My wife was no fan of the harsh winds either. She was forced to rise out of aero position on her triathlon bike in order to keep control of her Trek when hard crosswinds drove against our bodies in the open sections of the ride. It was far safer to ride with hands on the bullhorns and give up a little speed than to place all weight on the arm rests.
The five-mile section heading straight into the south wind was truly tough going. I just concentrated on keeping a smooth pedal stroke and ignored how fast or slow I was going. At times the wind stood me up as the bike shivered right or left. I was moved to laugh out loud. That was the best strategy of all. Just laugh at the wind like the character Maximus advised in the movie Gladiator:
“Death smiles at us all, all a man can do is smile back.”

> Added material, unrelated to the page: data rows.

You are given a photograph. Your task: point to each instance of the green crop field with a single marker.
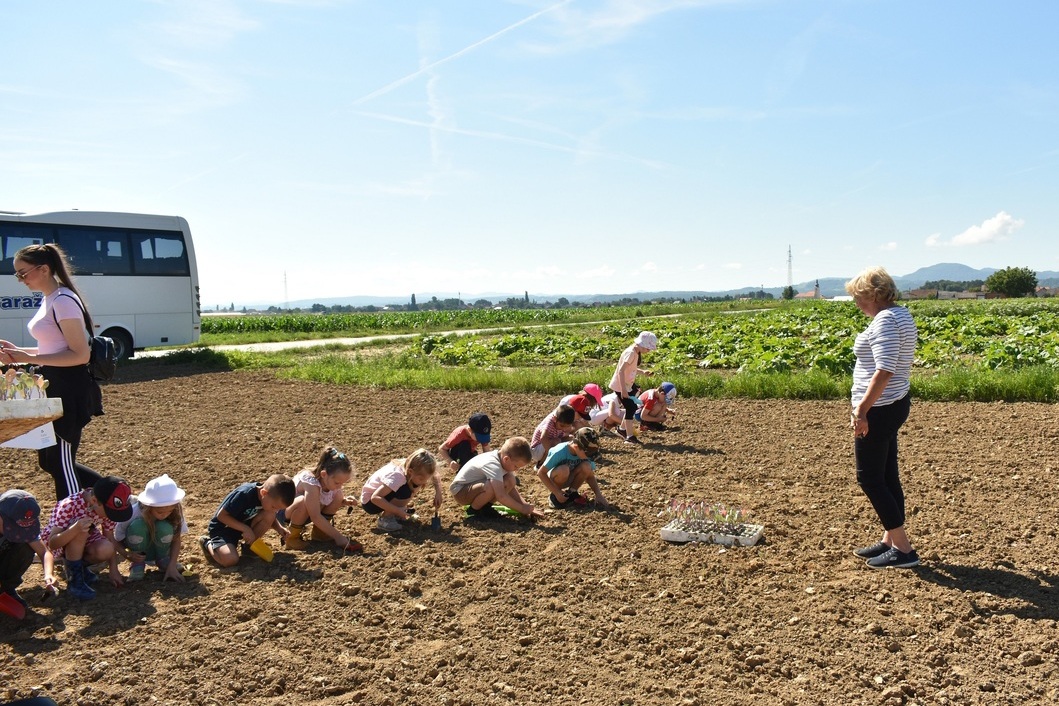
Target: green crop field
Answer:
(1000, 349)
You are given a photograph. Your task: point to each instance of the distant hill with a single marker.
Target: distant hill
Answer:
(828, 287)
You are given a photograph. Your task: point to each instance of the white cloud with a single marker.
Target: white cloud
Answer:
(997, 229)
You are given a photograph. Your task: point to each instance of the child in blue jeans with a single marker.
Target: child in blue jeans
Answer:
(154, 532)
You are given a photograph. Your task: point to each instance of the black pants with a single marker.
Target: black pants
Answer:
(877, 462)
(15, 559)
(59, 462)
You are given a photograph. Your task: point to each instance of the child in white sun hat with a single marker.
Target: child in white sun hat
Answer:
(625, 379)
(155, 530)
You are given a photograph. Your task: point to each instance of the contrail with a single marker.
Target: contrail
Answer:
(412, 76)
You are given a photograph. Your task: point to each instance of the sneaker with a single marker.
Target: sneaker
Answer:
(576, 499)
(18, 599)
(872, 551)
(487, 512)
(894, 558)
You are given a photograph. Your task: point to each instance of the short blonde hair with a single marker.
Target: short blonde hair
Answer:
(874, 284)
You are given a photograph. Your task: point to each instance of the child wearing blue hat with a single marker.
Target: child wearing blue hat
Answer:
(465, 440)
(19, 540)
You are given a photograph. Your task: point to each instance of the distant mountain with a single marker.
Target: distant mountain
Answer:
(828, 287)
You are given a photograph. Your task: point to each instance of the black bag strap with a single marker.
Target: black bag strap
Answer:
(81, 306)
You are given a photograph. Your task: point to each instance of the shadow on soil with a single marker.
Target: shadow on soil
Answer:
(178, 364)
(1039, 591)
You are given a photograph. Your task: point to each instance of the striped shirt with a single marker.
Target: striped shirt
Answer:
(889, 343)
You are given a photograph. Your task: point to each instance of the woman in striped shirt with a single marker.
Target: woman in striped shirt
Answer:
(880, 401)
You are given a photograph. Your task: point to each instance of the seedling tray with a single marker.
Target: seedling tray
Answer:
(683, 530)
(18, 417)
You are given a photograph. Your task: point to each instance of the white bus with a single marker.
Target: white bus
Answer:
(137, 273)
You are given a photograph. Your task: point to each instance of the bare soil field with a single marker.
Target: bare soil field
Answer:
(585, 607)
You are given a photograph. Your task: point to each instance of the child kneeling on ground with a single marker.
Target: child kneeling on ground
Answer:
(247, 513)
(73, 533)
(657, 406)
(390, 489)
(489, 477)
(568, 467)
(318, 496)
(19, 540)
(156, 529)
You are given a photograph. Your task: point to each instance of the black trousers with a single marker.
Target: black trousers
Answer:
(876, 454)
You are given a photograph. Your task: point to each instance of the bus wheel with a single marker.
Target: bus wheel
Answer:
(123, 343)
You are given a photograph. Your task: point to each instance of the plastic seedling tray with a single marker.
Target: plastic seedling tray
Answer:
(690, 530)
(18, 416)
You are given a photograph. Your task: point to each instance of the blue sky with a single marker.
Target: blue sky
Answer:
(326, 148)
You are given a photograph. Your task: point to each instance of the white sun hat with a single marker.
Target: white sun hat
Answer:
(160, 491)
(647, 340)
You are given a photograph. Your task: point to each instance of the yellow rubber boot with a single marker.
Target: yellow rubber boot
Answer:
(294, 539)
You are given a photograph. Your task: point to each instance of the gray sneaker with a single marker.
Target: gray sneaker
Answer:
(872, 551)
(894, 558)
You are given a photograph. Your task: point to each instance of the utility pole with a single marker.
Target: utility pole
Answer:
(790, 269)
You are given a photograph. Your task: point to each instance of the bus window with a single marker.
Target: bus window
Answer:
(160, 253)
(14, 238)
(92, 251)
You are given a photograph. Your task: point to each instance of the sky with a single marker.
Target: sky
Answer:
(325, 148)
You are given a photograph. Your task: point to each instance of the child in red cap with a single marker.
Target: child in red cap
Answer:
(464, 441)
(82, 529)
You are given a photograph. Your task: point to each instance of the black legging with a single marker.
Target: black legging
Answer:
(59, 462)
(877, 462)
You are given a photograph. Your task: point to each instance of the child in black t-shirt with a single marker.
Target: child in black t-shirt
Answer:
(246, 514)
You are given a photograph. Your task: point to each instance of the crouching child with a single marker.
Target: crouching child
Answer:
(246, 514)
(82, 532)
(489, 477)
(568, 467)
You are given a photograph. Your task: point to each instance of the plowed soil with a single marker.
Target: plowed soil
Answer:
(585, 607)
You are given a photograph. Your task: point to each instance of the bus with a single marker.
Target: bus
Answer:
(137, 273)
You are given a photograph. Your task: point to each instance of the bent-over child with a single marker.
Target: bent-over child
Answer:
(247, 513)
(625, 378)
(82, 531)
(19, 541)
(318, 496)
(568, 467)
(586, 403)
(155, 531)
(489, 477)
(464, 441)
(390, 489)
(657, 406)
(553, 429)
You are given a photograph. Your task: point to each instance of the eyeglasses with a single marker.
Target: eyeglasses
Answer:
(21, 275)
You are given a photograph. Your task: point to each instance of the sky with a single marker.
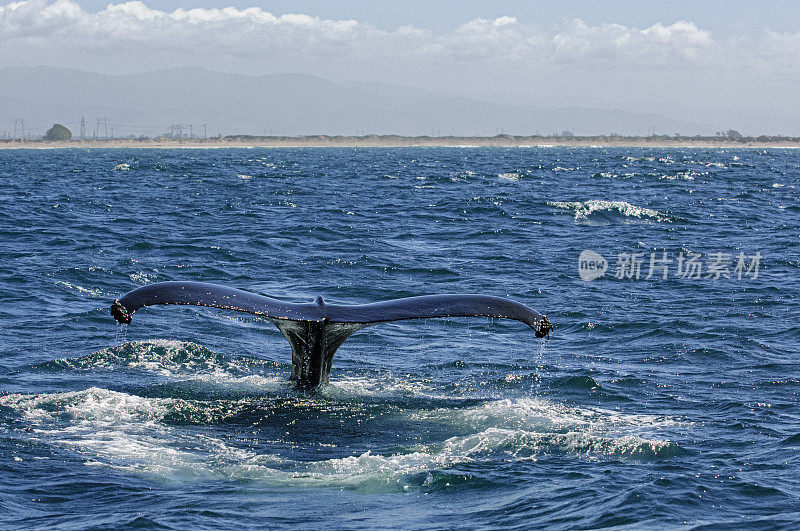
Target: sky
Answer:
(728, 63)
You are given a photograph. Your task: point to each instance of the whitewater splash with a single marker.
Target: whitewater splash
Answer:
(182, 438)
(584, 209)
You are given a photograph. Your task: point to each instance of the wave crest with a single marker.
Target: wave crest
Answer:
(584, 209)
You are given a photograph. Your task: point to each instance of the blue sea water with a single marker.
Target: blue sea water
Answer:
(657, 402)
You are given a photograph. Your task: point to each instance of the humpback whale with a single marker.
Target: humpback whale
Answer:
(315, 330)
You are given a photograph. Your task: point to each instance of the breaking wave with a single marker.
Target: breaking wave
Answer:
(593, 207)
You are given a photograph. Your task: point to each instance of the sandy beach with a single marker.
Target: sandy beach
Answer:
(389, 141)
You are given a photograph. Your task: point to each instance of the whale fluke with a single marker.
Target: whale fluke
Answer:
(315, 330)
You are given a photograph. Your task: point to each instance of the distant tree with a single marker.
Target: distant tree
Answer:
(58, 132)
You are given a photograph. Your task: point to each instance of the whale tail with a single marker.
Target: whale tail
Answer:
(315, 330)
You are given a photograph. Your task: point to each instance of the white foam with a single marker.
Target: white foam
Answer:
(127, 432)
(584, 209)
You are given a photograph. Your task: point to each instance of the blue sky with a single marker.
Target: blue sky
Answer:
(723, 17)
(720, 62)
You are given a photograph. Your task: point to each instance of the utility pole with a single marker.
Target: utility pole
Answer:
(21, 123)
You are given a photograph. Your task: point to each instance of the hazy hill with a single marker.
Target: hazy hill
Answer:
(284, 104)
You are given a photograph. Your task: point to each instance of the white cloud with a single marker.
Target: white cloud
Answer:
(606, 63)
(132, 26)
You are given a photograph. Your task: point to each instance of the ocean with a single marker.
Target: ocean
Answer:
(666, 396)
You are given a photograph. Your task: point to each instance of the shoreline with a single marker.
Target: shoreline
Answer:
(395, 141)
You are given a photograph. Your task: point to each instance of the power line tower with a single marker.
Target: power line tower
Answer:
(21, 123)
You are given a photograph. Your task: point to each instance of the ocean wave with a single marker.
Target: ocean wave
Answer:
(133, 433)
(584, 209)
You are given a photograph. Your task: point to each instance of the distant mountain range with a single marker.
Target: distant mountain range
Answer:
(152, 103)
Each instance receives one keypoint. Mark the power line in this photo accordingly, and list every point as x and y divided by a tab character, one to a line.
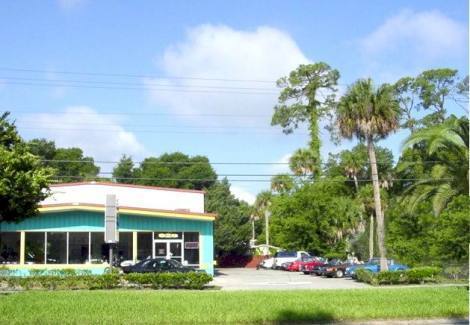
211	92
184	163
321	180
28	123
117	130
131	75
33	112
154	84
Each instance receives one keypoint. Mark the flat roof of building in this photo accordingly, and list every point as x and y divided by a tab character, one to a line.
128	185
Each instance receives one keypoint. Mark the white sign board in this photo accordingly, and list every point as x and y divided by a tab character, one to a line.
111	233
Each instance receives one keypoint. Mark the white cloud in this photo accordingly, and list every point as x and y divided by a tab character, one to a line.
282	165
221	52
243	194
69	4
80	126
418	36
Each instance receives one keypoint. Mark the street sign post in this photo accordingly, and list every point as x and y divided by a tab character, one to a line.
111	233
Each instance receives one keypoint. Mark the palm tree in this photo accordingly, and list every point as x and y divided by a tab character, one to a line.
370	114
352	164
448	145
282	183
303	162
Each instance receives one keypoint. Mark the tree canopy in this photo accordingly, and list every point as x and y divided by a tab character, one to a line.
23	179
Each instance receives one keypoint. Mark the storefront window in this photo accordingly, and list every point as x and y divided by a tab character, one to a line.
191	247
144	245
9	247
78	247
124	250
56	248
99	249
34	250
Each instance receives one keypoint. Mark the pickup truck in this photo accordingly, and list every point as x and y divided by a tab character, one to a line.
286	257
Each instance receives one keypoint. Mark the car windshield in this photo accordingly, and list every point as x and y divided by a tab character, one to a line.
377	261
175	263
286	254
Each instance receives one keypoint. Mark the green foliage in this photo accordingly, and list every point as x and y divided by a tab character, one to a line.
175	170
232	228
354	163
68	164
451	232
124	171
412	276
190	280
447	144
282	184
317	217
429	91
303	99
367	112
23	180
70	281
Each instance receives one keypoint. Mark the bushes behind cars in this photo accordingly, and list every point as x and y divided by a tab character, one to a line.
71	281
412	276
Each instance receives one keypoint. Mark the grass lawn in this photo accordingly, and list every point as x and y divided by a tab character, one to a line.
174	307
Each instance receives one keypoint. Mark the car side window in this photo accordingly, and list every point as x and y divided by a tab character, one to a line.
164	265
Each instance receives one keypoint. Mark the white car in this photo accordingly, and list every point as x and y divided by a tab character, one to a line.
286	257
267	263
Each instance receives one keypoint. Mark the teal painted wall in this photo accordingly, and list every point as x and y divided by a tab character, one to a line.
94	221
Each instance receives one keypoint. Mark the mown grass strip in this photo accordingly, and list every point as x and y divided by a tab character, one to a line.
176	307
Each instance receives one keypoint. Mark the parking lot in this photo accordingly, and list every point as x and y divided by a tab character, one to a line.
252	279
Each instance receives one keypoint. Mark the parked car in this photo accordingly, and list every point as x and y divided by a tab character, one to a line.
307	264
335	268
373	265
285	266
157	265
318	269
266	264
287	256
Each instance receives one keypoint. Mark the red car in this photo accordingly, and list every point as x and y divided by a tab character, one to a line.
307	266
304	265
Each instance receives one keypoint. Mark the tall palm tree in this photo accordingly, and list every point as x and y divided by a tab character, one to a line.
303	162
282	183
370	114
448	145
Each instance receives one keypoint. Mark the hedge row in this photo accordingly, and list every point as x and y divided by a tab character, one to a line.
190	280
412	276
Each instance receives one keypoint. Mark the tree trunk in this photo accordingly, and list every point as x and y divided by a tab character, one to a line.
356	183
371	237
378	205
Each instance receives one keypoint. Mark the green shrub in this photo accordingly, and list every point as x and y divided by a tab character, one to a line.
4	271
391	277
66	281
411	276
422	274
190	280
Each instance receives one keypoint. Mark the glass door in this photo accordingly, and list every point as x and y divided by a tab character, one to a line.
176	248
161	250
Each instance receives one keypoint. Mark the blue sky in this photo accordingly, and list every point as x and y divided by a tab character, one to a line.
152	112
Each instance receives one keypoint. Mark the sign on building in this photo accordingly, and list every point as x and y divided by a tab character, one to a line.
111	233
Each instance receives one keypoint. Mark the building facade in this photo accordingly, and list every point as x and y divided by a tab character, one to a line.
69	230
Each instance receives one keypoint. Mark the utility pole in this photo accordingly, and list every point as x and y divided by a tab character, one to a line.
371	236
267	214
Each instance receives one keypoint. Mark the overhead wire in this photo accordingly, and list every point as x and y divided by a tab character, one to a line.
321	180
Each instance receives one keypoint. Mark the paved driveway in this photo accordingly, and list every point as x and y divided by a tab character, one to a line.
252	279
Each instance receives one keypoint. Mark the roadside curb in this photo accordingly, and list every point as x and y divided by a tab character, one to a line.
435	321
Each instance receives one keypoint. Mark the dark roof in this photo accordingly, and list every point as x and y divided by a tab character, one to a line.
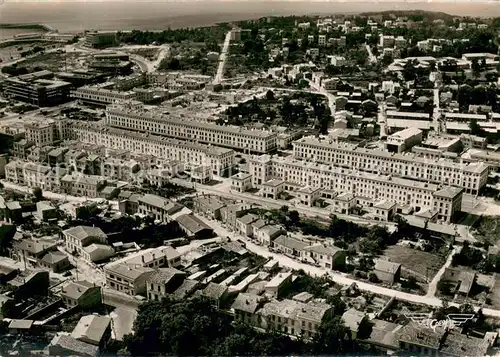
192	223
75	290
415	334
72	344
214	291
459	345
54	257
247	302
82	232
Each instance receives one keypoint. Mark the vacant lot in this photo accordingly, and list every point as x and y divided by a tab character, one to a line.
424	264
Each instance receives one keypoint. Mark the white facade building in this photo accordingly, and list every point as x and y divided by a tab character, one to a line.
471	177
191	154
257	141
101	95
295	174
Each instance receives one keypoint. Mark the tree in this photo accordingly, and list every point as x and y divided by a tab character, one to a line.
7	232
475	129
366	264
332	337
372	277
38	193
270	95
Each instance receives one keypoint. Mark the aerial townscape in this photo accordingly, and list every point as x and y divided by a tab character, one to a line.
288	185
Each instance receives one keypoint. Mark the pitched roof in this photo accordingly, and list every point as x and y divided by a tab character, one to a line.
352	318
91	328
20	324
413	333
54	257
186	288
319	248
163	275
290	242
75	290
192	223
247	302
214	290
160	202
72	344
36	246
387	266
131	272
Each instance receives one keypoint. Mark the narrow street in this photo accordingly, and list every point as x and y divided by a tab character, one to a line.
436	115
431	291
222	59
84	271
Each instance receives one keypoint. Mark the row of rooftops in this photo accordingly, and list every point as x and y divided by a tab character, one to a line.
354	149
347	172
121	110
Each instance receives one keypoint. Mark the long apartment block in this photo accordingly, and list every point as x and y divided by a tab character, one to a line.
101	96
136	118
334	180
470	176
192	154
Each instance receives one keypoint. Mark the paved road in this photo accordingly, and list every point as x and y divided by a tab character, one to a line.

We’d gotten a little lost early in the ride when we missed a turn marker at five miles. Three miles up the wrong road we turned back, adding six extra miles to the total ride. After 52 miles of total riding, and facing another ten miles straight into the wind on open roads back to the start, we elected to “sag” it back to the starting line. We’d already climbed more than 4000 feet during those miles on the road, and the wind added plenty of resistance when we weren’t riding uphill.
In other words, we’d gotten what we wanted from the ride. A great workout and a safe journey through the ups and downs and sideways too. That explains those smiles in the photos. The wind smiles at us all. All a man and woman can do is smile back.